O Marco de Referência da Educação Popular para as Políticas Públicas27 (2014) aponta que a perspectiva político-metodológica da Educação Popular pode subsidiar a construção de políticas públicas democráticas, participativas e voltadas aos interesses das classes subalternas, nas quais se encontram a maioria da nossa população. Ele indica ainda que:

Está sendo enfrentada dentro do debate do Novo Marco Regulatório das Organizações da Sociedade Civil28, a necessidade de avançar para a superação de entraves colocados à relação e cooperação entre sociedade e movimentos sociais organizados com o Estado brasileiro, superando a criminalização dos movimentos sociais e ONGs e avançando para além do viés proposto pelo pacto federativo, considerando e valorizando as contribuições da sociedade no processo das políticas públicas. (MARCO DE REFERÊNCIA..., 2014).

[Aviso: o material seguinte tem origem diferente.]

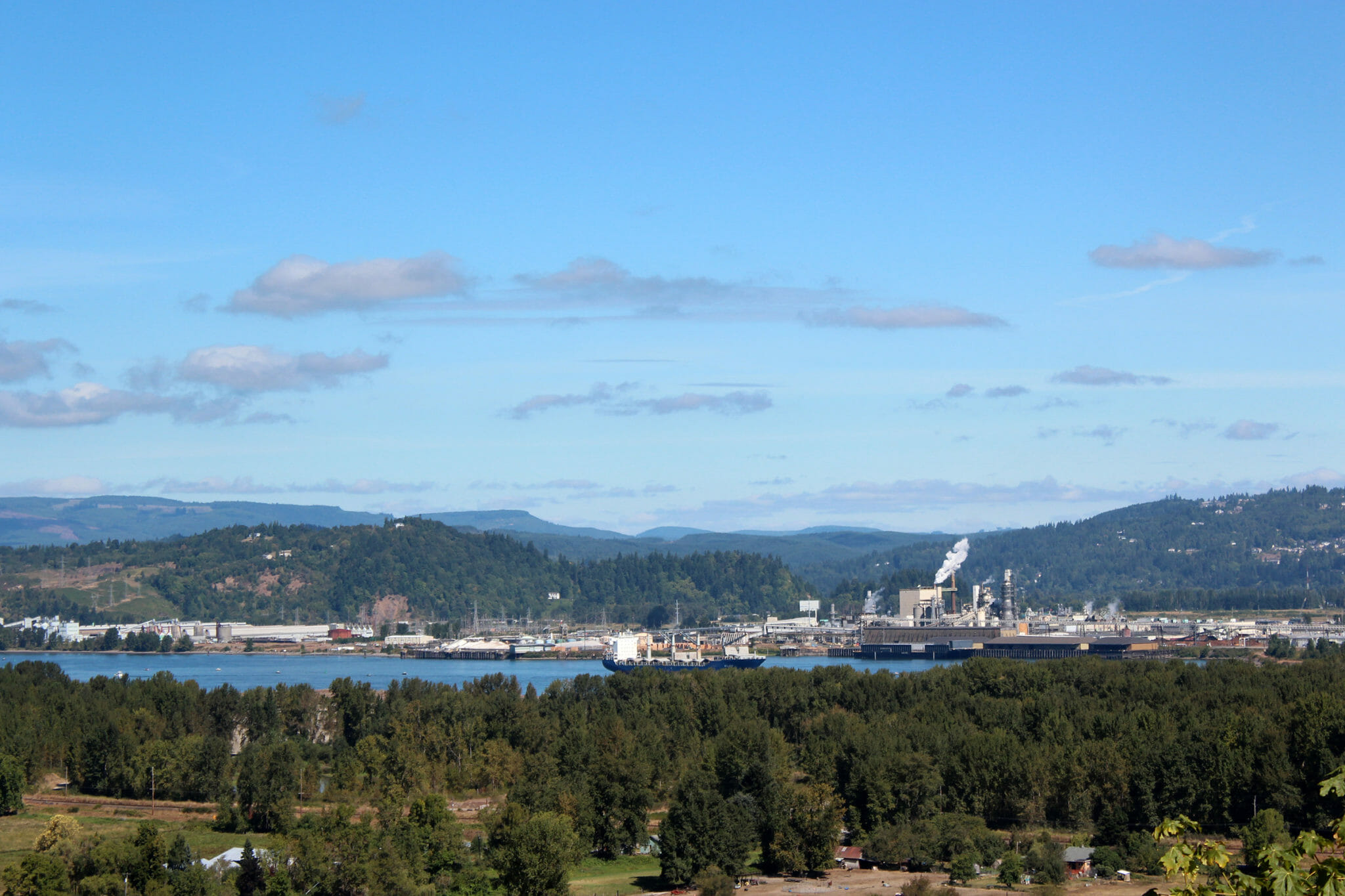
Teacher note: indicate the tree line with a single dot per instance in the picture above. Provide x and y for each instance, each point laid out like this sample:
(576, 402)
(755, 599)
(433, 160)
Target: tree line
(919, 767)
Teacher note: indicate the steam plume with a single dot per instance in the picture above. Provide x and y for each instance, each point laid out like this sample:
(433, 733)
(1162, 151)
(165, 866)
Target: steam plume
(953, 561)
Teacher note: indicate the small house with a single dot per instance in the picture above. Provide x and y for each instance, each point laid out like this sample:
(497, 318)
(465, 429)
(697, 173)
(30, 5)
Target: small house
(849, 857)
(1079, 861)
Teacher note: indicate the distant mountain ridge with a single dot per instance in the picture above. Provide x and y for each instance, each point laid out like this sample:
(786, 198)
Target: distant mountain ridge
(816, 554)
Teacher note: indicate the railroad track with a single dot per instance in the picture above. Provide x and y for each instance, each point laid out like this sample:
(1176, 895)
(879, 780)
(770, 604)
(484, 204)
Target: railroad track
(115, 803)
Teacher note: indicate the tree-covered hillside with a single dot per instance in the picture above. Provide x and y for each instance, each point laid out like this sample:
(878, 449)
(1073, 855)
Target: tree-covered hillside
(1282, 548)
(416, 567)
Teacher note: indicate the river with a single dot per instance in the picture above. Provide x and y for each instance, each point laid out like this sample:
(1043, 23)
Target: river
(245, 671)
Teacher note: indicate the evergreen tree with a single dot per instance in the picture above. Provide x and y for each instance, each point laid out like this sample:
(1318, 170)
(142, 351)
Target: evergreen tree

27 Destaco que o Marco de Referência da Educação Popular para as Políticas Públicas representa um grande

avanço para as ONGs e para as políticas públicas, à medida que reflete a valorização das práticas de Educação Popular que acontecem dentro e fora do Governo Federal, através do reconhecimento da importância dessas experiências no processo histórico brasileiro.

28 O Novo Marco Regulatório para as OSCs consiste na elaboração de um novo conjunto de leis que garanta a

autonomia e dê transparência e segurança jurídica às relações entre as Organizações da Sociedade Civil e o Poder Público. É uma luta de quase trinta anos, levada por mais de 50 mil organizações, movimentos sociais e redes, a fim de ampliar as possibilidades de organização e ação da sociedade civil (Cartilha PL7168-2014). As medidas propostas com relação aos repasses de recursos públicos podem ser encontradas no Anexo A.